In a head-to-head Phase IIb comparison MK 0974 was as effective as rizatriptan in relieving pain two hours after administration, according to Alan Rapoport, MD, clinical professor of neurology at UCLA Medical School and founder/director-emeritus of the New England Center for Headache in Stamford, CT. Among 420 patients, 68.1 percent of those taking 300-milligram doses of MK 0974 reported no pain after two hours, compared with 69.5 percent of patients taking rizatriptan. At the 24-hour mark, 39.6 percent of MK 0974 patients were pain free compared with 18.4 percent of rizatriptan patients. Phase III trial results are expected within a year, according to Rapoport.
Both MK 0974 and BIBN 4096 are calcitonin gene-related peptide (CGRP) receptor antagonists. (Rizatriptan is a selective agonist at serotonin 1D and serotonin 1B receptors.) BIBN 4096 proved efficacious and safe in a 2004 Phase II clinical trial and was celebrated as a breakthrough in the New England Journal of Medicine. But it has not moved forward in the clinic for three years, and it is an injectable—not desirable in a headache drug. MK 0974 is a tablet taken by mouth.
Rapoport and other clinicians hope that many patients who do not respond to triptans will get relief from CGRP antagonists. "MK 0974 is clearly effective against migraines," Rapoport said. "But there is still a lot we don't know about how exactly it works."
HIV: Mix-and-Match Therapies
No new HIV drug is conceived as a monotherapy. As new molecules and mechanisms, emerge, the first question is how they fit into existing therapies."HIV patients have very different needs when it comes to viral suppression, side effects, and so on," said Sylvia Eash, an analyst at Decision Resources. "New drugs are tested in treatment-experienced and treatment-naïve patients—and always in combination with other drugs."
Bevirimat is the first drug to inhibit the growth of an HIV particle by preventing a precursor protein from maturing into capsid, one of the key proteins of the mature virus. Panacos has had some difficulties in creating a capsule version of the drug, which has been tested mostly in liquid form.

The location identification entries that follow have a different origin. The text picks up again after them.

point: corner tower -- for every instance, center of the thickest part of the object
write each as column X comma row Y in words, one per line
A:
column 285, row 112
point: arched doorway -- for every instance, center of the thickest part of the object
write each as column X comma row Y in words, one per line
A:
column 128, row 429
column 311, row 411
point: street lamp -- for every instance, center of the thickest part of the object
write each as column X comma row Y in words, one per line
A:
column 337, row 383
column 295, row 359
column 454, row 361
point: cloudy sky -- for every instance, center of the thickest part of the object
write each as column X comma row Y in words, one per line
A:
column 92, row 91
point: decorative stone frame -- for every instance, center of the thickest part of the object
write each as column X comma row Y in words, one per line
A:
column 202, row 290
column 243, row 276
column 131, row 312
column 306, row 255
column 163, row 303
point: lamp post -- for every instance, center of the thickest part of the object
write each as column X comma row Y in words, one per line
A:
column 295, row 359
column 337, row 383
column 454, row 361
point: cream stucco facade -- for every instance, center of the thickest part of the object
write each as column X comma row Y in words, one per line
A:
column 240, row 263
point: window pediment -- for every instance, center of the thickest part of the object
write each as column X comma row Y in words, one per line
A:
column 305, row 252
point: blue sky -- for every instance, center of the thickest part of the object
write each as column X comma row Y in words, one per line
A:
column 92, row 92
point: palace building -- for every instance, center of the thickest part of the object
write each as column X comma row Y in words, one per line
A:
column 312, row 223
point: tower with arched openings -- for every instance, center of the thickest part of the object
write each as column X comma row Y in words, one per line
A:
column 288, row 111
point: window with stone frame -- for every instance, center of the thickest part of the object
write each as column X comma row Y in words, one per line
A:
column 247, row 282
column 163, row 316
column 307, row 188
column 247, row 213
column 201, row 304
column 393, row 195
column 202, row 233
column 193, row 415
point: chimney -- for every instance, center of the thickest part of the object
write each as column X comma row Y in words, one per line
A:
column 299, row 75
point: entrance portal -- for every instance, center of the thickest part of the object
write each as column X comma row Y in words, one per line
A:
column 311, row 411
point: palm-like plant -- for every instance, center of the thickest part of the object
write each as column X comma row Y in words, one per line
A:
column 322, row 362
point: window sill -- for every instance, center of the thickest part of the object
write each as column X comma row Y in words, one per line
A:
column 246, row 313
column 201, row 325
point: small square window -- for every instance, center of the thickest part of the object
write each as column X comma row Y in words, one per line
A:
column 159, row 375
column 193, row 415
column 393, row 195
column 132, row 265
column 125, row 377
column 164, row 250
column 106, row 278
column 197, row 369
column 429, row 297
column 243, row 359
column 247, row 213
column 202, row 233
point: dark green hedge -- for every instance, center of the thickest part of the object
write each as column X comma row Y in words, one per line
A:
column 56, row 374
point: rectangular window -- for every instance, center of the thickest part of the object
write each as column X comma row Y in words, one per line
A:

The hype surrounding Pfizer's first-in-class entry inhibitor, the CCR5 antagonist maraviroc (Selzentry), created an air of disappointment when the drug did well but was not a spectacular success. Schering-Plough's new CCR5 antagonist, vicriviroc, will have to differentiate itself from the Pfizer rival to break into the same combination therapies. But the greatest obstacle for both drugs is a class problem. Patients must undergo what Eash calls a "cumbersome" test to see if they are infected with the CCR5 or CXCR4 virus, a variant against which CCR5s are ineffective. The battle for share of the CCR5 market may come down to dosing and convenience. InCyte's INCB9471 has a long half-life and a different binding site on the chemokine receptor CCR5 and can be expected to compete for CCR5 market share. PRO 140, a monoclonal antibody further back up the pipeline with Progenics, attacks the CCR5 receptor with yet another mechanism.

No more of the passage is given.